— Нет, не могу, — говорил инспектор. — На борту — московские товарищи.
Так неожиданно мы помогли инспектору избавиться от неприятных хлопот. Прокурор с участковым уплыли вызывать милицейский катер.
— Черт, надо же тут оказаться утопленнику, — сказал Акакий. — Еще сниться будет.
А ведь опять уже приблизилась ночь. Каким-то коричневым получился сегодня закат над Кубеной, волны на мгновенье показались даже взрыхленной землей — но тут же заплескались о борт, зашуршали тростником.
Мне утопленники не снятся. Один раз я увидел утопленника в Яузе. Он плавал под Богородским мостом, вниз лицом, раскинув полы клетчатого демисезонного пальто.
Мне снятся рыбы.
То вижу я хариуса, выпрыгивающего из-под вишерской волны, то снится язь с речки Ялмы, банька на берегу, в которой я жил. Снятся рыбы и рыбалки: клюющие воду гусиные поплавки, донки со звенящими колокольцами. Снится даже лещовая манная каша, которая хорошо мнется в пальцах и крепко садится на крючок.
Снится голавль, выпрыгивающий за синей стрекозой.
Даже ерши снятся — ерши, выпучившие желтые, безумные от яркого солнечною света глаза, ерши-драконы с растопыренными крыльями-плавниками. На одной иконе с Георгием Победоносцем я видел дракона, у которого были точь-в-точь ершовые плавники…
Мы с Акакием курим на палубе, глядим на звезды, слабые на светлом северном небе. Где-то там и созвездие Рыбы.
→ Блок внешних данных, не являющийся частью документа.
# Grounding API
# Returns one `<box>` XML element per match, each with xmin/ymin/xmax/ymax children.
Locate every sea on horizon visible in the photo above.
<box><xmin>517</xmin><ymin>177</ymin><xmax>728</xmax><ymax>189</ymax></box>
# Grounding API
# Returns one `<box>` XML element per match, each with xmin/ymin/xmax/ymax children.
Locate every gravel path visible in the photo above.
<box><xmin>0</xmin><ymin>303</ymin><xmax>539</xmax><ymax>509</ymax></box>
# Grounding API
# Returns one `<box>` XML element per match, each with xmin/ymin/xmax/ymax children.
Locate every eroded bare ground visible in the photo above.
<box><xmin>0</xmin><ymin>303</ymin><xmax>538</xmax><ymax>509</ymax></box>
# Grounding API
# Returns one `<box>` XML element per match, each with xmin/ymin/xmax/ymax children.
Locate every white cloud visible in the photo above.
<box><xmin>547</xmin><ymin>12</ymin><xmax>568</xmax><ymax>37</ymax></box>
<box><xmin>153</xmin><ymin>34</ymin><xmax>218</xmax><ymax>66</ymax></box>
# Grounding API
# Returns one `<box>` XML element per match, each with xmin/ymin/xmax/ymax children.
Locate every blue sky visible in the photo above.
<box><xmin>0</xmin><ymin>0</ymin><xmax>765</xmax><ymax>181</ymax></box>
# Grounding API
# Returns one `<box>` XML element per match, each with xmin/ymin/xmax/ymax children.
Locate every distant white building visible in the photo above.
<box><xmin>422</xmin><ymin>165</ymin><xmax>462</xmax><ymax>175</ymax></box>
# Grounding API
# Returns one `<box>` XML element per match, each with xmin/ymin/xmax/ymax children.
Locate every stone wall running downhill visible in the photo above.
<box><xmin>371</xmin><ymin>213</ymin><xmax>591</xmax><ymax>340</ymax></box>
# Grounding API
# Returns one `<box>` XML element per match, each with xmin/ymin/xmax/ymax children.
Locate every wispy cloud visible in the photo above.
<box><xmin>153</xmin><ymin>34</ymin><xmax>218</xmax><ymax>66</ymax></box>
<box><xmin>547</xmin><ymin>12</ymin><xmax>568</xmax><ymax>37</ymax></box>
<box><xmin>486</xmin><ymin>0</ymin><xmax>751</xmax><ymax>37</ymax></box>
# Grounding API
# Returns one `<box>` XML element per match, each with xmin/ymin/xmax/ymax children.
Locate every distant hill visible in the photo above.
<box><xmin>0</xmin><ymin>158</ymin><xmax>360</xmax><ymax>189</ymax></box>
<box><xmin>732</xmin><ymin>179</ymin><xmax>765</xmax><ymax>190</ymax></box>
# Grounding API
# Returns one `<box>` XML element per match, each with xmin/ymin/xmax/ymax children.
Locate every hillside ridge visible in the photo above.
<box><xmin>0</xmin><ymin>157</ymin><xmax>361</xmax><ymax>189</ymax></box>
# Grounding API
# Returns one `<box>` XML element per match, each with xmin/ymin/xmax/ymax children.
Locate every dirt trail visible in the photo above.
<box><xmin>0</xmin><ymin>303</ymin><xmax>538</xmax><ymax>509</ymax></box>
— Мне снятся рыбы, — говорю я.
Акакий бросает окурок. Длинной дугой летит он, вспыхивает мгновенной маленькой радугой — и гаснет.
— Добрым людям голые бабы снятся, — говорит Акакий, плюнув за борт.
Нельму все-таки поймали. Одну.
Рано утром подъехал на лодке Очень Опытный, бросил ее на палубу и простился.
Нельма была невелика, но бесконечно соразмерна. Удивительно мощной, лобастой оказалась ее спина, темная, с сизым отливом.
Мы положили нельму на палубу и, как чумные, кружили вокруг, хлопали ее по спине, оглаживали, любовались. С удивлением глядел инспектор на наши пируэты вокруг рыбины.
Меня поразил ее глаз — черно-зеленый, с малахитовыми прожилками.
Строение головы — хищно стремительное, но благородное. Нет такого хладнокровия и жестокости, как у щуки.
Нельма — вообще-то речная рыба. Ни в Чудском, ни в Ладожском, ни в Онежском озерах нет нельмы. Известны только три озера, в которых она живет — Большое Невольничье в Северной Америке, Зайсан в Казахстане и наше Кубенское.
Я попытался определить возраст нельмы по количеству годовых колец на чешуе. Этой нельмине было больше трех лет, или, как обозначают ихтиологи, 3 +.
Я стал потрошить нельму. Какие странные оказались у нее жабры — разветвленные и мягкие на ощупь, замшевые, напомнившие какой-то мох — ягель?
Мы хотели было тут же сварить или зажарить ее, но инспектор не дал. Он сказал, чтобы мы засолили ее и везли в Москву. Мы не стали ломаться, натерли нельму солью, завернули в крафт. В дальнейшем она еще доставила нам хлопот. После плаванья по Кубене мы отправились в Кириллов, где поджидал нас друг — Игорь. Оставив нельму у него досаливаться, мы продолжили путь посуху. А Игорь хватил с нею горя. Она показалась ему настолько ценной, что он не мог спокойно спать, перевешивал ее с места на место, опасаясь противных кирилловских котов.
В Кириллове мы простились с командой катера. Акакий остался пожить немного в деревне под Ферапонтовом, а я через несколько дней отправился обратно на теплоходе «Евгений Преображенский».
После УРа «Преображенскии» показался похожим на огромный торт, белый, сдобный, трехслойный.
— Ты прости, капитан! Ты прости, капитан! — ревел громкоговоритель на верхней палубе.
Туристы, галдя, бросали последний взгляд на Кирилловский монастырь. Он отражался в бирюзовом Сиверском озере, под стенами монастыря на розовых валунах ленились девицы в разноцветных купальниках.
Медленно и величаво разворачивался теплоход, капитан нарочно давал возможность наглядеться на монастырь с разных точек. Скоро монастырь отошел назад, но в заболоченных лугах долго были видны его светлые башни, крытые ржавой жестью.
Попутчики у меня оказались уникальные — вологодский протодьякон и дьякон Кадниковской церкви. Протодьякон был благообразен, с аккуратно подбритой черной бородкой, дьякон же огромен, похож на Льва Толстого — раздутые ноздри, спрятанные в бровях глаза, вельветовая кофта.